According to Lowrey, the fixtures quickly became the backbone of the rig. "To be honest, they were the workhorses of the show," he stated. "We leaned into them throughout pretty much the entire set."
The fixtures' brightness also proved critical when competing with the substantial LED video package. "They're such a powerful light," Lowrey said. "During rehearsals I was actually worried they might overpower the video because they're such bright fixtures. But ultimately that output gave us what we needed to hold our own against all the LED content."
More Design Options
Beyond wash and strobe duties, the designer also incorporated the fixture's automatic tilt functionality to reinforce the show's architectural themes. "We spent a lot of time trying to keep the visuals feeling very architectural," he explained. "Sometimes the fixtures would point straight up, other times directly into the stage. The tilt function gave us a lot of flexibility while supporting the overall design language."
The Rayzor Blade L's SparkLED background twinkle effect also played a memorable role during the show's finale, the band's signature hit "Pumped Up Kicks."
SparkLED uses dedicated white LEDs positioned within the fixture's lens to create an additional layer of visual texture. "For that song we wanted a very classic, elevated CTO look," Lowrey said. "The SparkLED effect was perfect for that moment. We actually shaped the rest of the look around it because it delivered exactly the feeling we were after."
Collaborative Effort
The rig also included moving head profile and beam/wash fixtures, along with other linear wash lights. Lowrey credits a collaborative team effort for helping to bring the production to life, including lighting director, programmer, and operator Scott Schirmer, account rep Sean Ray at Christie Lites, and Ariel Afar from production company SLX, who provided consultation during rehearsals.

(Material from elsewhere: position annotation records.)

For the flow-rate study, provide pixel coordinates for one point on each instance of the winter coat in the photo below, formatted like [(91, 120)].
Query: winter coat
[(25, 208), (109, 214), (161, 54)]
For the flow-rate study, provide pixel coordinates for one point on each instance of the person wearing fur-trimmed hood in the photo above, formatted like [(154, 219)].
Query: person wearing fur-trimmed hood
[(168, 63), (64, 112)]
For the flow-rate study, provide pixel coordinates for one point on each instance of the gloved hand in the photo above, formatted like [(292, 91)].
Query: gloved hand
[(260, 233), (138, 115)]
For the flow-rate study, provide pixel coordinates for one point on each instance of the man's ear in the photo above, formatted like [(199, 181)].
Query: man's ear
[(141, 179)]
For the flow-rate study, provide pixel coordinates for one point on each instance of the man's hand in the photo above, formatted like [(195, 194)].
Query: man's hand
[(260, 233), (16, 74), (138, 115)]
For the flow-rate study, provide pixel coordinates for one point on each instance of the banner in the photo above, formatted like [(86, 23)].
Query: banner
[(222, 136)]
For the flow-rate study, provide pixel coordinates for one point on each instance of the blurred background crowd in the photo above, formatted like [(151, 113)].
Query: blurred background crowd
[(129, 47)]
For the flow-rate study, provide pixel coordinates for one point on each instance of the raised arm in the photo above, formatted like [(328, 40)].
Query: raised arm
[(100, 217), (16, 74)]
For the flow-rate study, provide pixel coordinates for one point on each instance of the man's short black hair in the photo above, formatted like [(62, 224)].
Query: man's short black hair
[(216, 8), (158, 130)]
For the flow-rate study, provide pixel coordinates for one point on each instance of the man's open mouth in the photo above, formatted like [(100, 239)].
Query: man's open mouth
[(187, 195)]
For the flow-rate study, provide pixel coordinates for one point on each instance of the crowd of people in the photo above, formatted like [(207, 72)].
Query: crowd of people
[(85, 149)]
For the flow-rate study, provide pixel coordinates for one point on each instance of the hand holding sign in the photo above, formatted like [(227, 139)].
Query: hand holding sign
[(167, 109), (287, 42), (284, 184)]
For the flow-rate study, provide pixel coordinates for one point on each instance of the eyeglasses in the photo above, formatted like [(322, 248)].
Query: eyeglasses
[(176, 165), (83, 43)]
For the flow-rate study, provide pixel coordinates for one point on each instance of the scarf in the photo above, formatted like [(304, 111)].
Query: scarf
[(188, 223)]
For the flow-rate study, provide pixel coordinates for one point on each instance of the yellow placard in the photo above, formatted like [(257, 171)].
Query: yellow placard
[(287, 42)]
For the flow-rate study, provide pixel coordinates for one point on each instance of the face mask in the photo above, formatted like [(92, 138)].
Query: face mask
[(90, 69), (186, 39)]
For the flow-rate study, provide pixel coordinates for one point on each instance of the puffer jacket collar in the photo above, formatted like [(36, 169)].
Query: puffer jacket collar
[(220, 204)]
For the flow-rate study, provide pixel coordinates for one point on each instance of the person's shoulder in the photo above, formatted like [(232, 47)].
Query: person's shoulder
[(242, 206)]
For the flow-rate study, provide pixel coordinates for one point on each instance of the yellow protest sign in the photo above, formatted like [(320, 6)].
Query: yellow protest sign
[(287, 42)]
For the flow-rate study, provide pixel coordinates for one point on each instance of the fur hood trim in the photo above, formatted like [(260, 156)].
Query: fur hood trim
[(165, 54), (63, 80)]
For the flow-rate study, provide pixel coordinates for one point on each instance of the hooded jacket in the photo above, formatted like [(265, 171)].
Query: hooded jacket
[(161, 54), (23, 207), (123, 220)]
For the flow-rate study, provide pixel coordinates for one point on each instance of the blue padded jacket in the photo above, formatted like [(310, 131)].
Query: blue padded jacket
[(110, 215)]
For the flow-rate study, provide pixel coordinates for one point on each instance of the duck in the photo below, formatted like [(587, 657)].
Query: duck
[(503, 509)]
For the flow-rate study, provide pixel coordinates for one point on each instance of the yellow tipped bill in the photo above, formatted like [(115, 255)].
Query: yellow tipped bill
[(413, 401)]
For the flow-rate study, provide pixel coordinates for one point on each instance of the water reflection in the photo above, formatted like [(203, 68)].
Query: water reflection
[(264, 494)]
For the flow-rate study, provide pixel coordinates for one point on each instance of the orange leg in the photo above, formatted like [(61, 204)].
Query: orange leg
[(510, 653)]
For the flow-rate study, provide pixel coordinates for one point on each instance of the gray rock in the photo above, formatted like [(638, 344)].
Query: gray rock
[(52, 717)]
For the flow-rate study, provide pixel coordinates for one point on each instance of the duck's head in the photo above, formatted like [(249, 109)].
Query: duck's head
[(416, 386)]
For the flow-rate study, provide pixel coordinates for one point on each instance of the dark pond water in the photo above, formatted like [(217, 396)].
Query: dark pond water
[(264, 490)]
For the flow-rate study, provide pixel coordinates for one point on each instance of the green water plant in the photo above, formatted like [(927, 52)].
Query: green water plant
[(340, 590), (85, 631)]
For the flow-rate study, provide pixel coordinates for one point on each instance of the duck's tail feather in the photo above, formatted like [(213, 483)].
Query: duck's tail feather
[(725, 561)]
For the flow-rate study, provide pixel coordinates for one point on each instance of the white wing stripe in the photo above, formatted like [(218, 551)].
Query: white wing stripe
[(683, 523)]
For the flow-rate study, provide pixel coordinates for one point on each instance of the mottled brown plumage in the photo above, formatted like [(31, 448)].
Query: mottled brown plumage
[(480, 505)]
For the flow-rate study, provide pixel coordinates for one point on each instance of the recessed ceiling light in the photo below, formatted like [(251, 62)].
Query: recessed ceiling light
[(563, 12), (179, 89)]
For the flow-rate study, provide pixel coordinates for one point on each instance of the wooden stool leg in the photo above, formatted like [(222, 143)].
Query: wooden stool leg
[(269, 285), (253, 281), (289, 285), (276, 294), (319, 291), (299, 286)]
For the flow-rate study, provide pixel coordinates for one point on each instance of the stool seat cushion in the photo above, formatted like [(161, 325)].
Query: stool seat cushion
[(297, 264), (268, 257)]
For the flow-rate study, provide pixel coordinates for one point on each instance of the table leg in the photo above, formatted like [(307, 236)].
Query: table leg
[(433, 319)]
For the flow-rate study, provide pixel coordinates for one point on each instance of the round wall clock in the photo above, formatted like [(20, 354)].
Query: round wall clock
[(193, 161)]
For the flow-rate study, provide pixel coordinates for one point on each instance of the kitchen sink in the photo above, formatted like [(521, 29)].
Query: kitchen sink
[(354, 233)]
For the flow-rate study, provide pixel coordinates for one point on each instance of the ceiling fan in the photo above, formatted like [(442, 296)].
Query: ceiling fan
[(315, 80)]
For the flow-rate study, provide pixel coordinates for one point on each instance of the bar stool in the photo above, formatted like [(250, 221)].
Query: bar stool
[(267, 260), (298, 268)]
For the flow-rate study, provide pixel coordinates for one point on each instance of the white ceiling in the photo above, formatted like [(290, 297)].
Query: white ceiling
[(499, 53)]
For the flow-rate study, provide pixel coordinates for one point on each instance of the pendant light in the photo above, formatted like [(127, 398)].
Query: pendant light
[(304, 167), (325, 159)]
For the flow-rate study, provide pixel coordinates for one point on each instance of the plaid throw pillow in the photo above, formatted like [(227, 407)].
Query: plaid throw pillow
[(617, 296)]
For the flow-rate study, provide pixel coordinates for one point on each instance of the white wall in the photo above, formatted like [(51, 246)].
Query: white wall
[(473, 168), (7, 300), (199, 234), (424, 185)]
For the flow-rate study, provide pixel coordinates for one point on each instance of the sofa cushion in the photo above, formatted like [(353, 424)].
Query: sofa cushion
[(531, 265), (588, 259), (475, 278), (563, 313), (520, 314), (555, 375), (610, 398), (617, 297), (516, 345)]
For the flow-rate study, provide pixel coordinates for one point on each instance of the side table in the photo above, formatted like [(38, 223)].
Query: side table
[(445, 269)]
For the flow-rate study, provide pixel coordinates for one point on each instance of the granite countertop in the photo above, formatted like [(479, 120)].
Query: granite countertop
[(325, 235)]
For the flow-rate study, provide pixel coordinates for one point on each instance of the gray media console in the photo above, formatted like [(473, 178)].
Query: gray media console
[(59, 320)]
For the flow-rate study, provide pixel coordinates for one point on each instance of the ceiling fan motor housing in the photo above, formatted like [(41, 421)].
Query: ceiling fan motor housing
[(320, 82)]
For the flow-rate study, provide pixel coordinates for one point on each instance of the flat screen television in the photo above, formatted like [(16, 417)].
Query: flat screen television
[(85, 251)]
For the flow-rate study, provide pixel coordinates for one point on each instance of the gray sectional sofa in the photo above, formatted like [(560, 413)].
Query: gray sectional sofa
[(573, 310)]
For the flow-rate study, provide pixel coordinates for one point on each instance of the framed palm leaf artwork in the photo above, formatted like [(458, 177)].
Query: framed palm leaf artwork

Reflecting on the project, Lowrey praised lead singer Foster's creative engagement throughout the process. "I was very lucky to work with Mark Foster on this show," he said. "If you bring him a concept, he really sinks his teeth into it and takes it a million miles. That level of collaboration made the whole creative process incredibly rewarding."
Lowrey hopes to continue evolving the concept for Foster the People's upcoming "Good Mourning Sunshine" tour, scheduled to launch in September. However, plans for carrying the full Coachella production package forward remain undetermined.